According to the party, these strategically-located former Soviet Republics are important to New Delhi to fight Islamic fundamentalism exported via Afghanistan and Pakistan.
Ties with these countries would have helped India fight
Islamic militants, the party
maintains. Delhi could have also benefited from their huge gas and oil deposits.
If India does not take interest in these countries, the US and
Pakistan will, a note prepared at
the instance of former defence minister George Fernandes had warned in 1999.
Uzbekistan on Thursday
permitted the US to launch
military operations from its
territory in return for money and
a promise that it would
help Uzbeks fight Taliban-backed fundamentalists of the Islamic Movement of Uzbekistan
(IMU), which wants to over-
throw the country's secular government.
Barring Tajikistan, all the
Central Asian republics are
secular and have populations less than that of New Delhi.
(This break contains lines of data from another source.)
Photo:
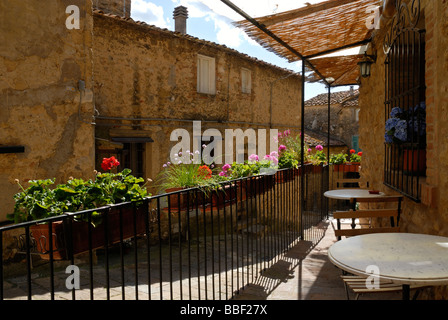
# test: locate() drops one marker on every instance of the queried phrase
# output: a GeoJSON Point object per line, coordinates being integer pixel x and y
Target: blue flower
{"type": "Point", "coordinates": [396, 112]}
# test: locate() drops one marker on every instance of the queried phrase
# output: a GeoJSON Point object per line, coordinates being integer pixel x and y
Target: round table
{"type": "Point", "coordinates": [404, 258]}
{"type": "Point", "coordinates": [347, 194]}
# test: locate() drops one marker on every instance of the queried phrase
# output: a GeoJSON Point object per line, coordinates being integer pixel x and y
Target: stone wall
{"type": "Point", "coordinates": [42, 108]}
{"type": "Point", "coordinates": [343, 123]}
{"type": "Point", "coordinates": [431, 215]}
{"type": "Point", "coordinates": [121, 8]}
{"type": "Point", "coordinates": [145, 74]}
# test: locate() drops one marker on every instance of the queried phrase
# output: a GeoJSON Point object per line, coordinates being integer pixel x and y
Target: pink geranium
{"type": "Point", "coordinates": [253, 157]}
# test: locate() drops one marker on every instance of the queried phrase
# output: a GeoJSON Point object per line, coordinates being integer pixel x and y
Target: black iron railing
{"type": "Point", "coordinates": [187, 244]}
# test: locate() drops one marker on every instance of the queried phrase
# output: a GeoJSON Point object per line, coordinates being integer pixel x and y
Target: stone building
{"type": "Point", "coordinates": [46, 93]}
{"type": "Point", "coordinates": [82, 80]}
{"type": "Point", "coordinates": [421, 79]}
{"type": "Point", "coordinates": [344, 116]}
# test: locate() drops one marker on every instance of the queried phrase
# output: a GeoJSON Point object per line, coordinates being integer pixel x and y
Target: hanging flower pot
{"type": "Point", "coordinates": [414, 161]}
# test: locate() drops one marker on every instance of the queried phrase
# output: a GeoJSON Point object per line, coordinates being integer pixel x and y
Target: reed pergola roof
{"type": "Point", "coordinates": [316, 30]}
{"type": "Point", "coordinates": [343, 69]}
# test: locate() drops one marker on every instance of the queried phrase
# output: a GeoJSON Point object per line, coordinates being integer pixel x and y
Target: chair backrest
{"type": "Point", "coordinates": [347, 183]}
{"type": "Point", "coordinates": [393, 210]}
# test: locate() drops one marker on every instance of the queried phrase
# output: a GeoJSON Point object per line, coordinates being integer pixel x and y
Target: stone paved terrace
{"type": "Point", "coordinates": [302, 273]}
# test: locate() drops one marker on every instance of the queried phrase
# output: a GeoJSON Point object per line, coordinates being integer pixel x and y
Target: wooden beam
{"type": "Point", "coordinates": [302, 12]}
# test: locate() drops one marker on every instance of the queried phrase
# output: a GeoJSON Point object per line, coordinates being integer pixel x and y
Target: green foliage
{"type": "Point", "coordinates": [339, 158]}
{"type": "Point", "coordinates": [288, 159]}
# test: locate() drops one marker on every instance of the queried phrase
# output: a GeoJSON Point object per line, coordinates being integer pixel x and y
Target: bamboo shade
{"type": "Point", "coordinates": [315, 28]}
{"type": "Point", "coordinates": [343, 69]}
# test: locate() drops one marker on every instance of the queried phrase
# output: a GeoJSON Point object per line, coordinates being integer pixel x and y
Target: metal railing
{"type": "Point", "coordinates": [187, 244]}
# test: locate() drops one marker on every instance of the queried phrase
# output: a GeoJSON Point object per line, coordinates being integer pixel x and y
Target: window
{"type": "Point", "coordinates": [246, 80]}
{"type": "Point", "coordinates": [405, 110]}
{"type": "Point", "coordinates": [206, 75]}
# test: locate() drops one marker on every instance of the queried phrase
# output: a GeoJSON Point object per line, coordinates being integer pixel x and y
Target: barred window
{"type": "Point", "coordinates": [405, 108]}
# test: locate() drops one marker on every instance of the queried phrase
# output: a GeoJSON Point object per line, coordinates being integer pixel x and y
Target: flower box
{"type": "Point", "coordinates": [414, 161]}
{"type": "Point", "coordinates": [348, 167]}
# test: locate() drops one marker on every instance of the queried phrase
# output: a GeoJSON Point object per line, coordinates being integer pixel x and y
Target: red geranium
{"type": "Point", "coordinates": [205, 172]}
{"type": "Point", "coordinates": [109, 163]}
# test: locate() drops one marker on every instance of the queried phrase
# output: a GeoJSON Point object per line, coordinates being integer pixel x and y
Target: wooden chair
{"type": "Point", "coordinates": [357, 222]}
{"type": "Point", "coordinates": [365, 221]}
{"type": "Point", "coordinates": [347, 183]}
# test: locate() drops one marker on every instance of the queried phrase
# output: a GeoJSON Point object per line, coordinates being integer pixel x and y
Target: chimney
{"type": "Point", "coordinates": [180, 18]}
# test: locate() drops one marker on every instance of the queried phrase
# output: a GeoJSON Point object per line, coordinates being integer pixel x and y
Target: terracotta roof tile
{"type": "Point", "coordinates": [341, 97]}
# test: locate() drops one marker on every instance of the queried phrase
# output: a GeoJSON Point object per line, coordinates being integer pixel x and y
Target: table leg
{"type": "Point", "coordinates": [353, 205]}
{"type": "Point", "coordinates": [406, 292]}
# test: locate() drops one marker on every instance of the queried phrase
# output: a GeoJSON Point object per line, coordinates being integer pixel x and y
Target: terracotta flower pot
{"type": "Point", "coordinates": [80, 233]}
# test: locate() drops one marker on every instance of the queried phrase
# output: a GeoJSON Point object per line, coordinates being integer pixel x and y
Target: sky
{"type": "Point", "coordinates": [212, 20]}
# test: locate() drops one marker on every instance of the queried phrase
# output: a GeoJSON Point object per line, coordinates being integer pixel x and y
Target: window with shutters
{"type": "Point", "coordinates": [206, 75]}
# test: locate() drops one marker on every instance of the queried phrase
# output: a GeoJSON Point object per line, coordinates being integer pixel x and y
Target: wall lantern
{"type": "Point", "coordinates": [365, 64]}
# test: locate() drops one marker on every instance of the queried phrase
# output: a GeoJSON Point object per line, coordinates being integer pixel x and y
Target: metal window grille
{"type": "Point", "coordinates": [405, 109]}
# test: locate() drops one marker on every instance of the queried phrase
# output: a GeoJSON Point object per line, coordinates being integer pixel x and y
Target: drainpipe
{"type": "Point", "coordinates": [387, 12]}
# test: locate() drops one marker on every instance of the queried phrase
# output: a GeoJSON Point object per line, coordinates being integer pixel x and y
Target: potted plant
{"type": "Point", "coordinates": [184, 172]}
{"type": "Point", "coordinates": [40, 201]}
{"type": "Point", "coordinates": [338, 161]}
{"type": "Point", "coordinates": [318, 158]}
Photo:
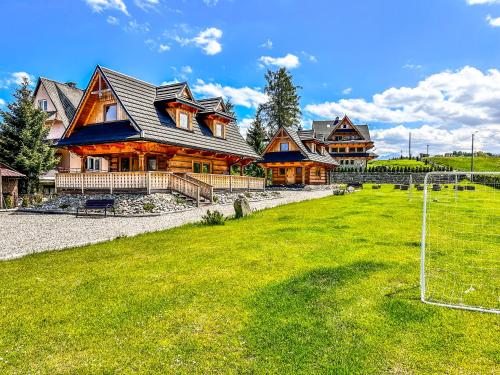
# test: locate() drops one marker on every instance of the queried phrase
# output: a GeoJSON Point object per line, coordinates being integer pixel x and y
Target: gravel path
{"type": "Point", "coordinates": [22, 234]}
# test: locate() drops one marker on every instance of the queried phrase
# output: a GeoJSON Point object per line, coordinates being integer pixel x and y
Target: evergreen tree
{"type": "Point", "coordinates": [282, 108]}
{"type": "Point", "coordinates": [23, 137]}
{"type": "Point", "coordinates": [256, 135]}
{"type": "Point", "coordinates": [230, 108]}
{"type": "Point", "coordinates": [256, 138]}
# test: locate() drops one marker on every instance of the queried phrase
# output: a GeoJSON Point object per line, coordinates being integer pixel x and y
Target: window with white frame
{"type": "Point", "coordinates": [93, 164]}
{"type": "Point", "coordinates": [219, 130]}
{"type": "Point", "coordinates": [42, 104]}
{"type": "Point", "coordinates": [183, 120]}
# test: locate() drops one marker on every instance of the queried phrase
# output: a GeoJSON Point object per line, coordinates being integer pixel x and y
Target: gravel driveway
{"type": "Point", "coordinates": [22, 234]}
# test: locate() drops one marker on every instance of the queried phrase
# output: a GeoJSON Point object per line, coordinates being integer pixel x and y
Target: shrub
{"type": "Point", "coordinates": [213, 218]}
{"type": "Point", "coordinates": [148, 207]}
{"type": "Point", "coordinates": [26, 201]}
{"type": "Point", "coordinates": [9, 201]}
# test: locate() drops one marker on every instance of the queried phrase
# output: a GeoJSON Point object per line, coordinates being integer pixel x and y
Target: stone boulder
{"type": "Point", "coordinates": [241, 206]}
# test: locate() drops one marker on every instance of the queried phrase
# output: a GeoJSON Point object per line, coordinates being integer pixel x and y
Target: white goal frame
{"type": "Point", "coordinates": [470, 176]}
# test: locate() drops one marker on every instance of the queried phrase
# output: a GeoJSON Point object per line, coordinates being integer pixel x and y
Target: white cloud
{"type": "Point", "coordinates": [495, 22]}
{"type": "Point", "coordinates": [309, 57]}
{"type": "Point", "coordinates": [449, 105]}
{"type": "Point", "coordinates": [136, 27]}
{"type": "Point", "coordinates": [101, 5]}
{"type": "Point", "coordinates": [467, 96]}
{"type": "Point", "coordinates": [112, 20]}
{"type": "Point", "coordinates": [16, 79]}
{"type": "Point", "coordinates": [207, 40]}
{"type": "Point", "coordinates": [412, 66]}
{"type": "Point", "coordinates": [243, 96]}
{"type": "Point", "coordinates": [267, 44]}
{"type": "Point", "coordinates": [480, 2]}
{"type": "Point", "coordinates": [163, 48]}
{"type": "Point", "coordinates": [147, 5]}
{"type": "Point", "coordinates": [440, 140]}
{"type": "Point", "coordinates": [289, 61]}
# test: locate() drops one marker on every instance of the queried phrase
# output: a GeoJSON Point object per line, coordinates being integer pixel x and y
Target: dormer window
{"type": "Point", "coordinates": [219, 130]}
{"type": "Point", "coordinates": [110, 113]}
{"type": "Point", "coordinates": [42, 104]}
{"type": "Point", "coordinates": [183, 120]}
{"type": "Point", "coordinates": [284, 146]}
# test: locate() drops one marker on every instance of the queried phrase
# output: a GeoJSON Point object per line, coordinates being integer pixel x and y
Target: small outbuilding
{"type": "Point", "coordinates": [9, 185]}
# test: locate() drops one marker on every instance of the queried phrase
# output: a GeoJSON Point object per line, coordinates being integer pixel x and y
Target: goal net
{"type": "Point", "coordinates": [460, 256]}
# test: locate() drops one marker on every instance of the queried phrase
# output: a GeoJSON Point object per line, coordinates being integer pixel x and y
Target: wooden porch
{"type": "Point", "coordinates": [192, 185]}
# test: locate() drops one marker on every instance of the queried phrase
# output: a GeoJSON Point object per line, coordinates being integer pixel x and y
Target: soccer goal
{"type": "Point", "coordinates": [460, 254]}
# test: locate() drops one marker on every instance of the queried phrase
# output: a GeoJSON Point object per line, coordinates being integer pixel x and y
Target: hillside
{"type": "Point", "coordinates": [462, 163]}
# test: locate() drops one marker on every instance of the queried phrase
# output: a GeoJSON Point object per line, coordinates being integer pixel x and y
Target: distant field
{"type": "Point", "coordinates": [462, 163]}
{"type": "Point", "coordinates": [396, 163]}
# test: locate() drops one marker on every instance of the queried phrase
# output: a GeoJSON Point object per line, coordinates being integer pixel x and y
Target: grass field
{"type": "Point", "coordinates": [396, 163]}
{"type": "Point", "coordinates": [462, 163]}
{"type": "Point", "coordinates": [325, 286]}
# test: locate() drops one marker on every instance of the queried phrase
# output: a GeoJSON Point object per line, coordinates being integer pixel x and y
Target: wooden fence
{"type": "Point", "coordinates": [230, 182]}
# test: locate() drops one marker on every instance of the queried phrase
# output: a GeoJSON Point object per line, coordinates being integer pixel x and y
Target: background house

Besides, they boast a cent per cent literacy rate and a modern outlook and would, therefore,
have been easier to do business with, said the note, prepared by the Samata Party's international
department chairman Shambu Shrivastwa at the request of
then defence minister George
Fernandes.
The note underlined the strategic importance of these Commonwealth of Independent States (CIS) countries for India. Prepared for the consideration of the foreign ministry, it said these countries were looking to New Delhi for collaboration.
Shrivastwa in his document said India should cultivate the Central Asian countries since they shared their international borders with China, Pakistan, Afghanistan and Pakistan-occupied Kashmir.
Uzbek President Islam Karimov, a former communist, was the first to visit India showing the way to the rest of the region to follow suit, but New Delhi refused to show interest even after all the Central Asian heads of state had paid a visit.
The note suggested setting up an Indo-Central Asia Forum consisting of some 40 members, 15 from India and five each from these countries.
Apart from security experts, the forum should have industrialists (for developing business
ties) and politicians of ruling
and opposition parties, the note said.
These newly-independent states did not have proper banking, financial and legal systems and India could help them set up these institutions, Shrivastwa suggested, adding that trade with Central Asia, Iran, Turkey and Europe would have been easier if India had direct access to these countries.
India's old trade route to Central Asia goes through the historic Khyber Pass.
Relations with these countries would have also helped India
minimise laundering of drug money, a major source of
funding for separatist militants
in the Kashmir Valley and the Northeast.
Afghanistan's ruling Taliban
and Pakistan's Inter-Services Intelligence play a significant role
in facilitating the movement
of drugs to Thailand, Myanmar, India, the CIS, Turkey, Europe and the US.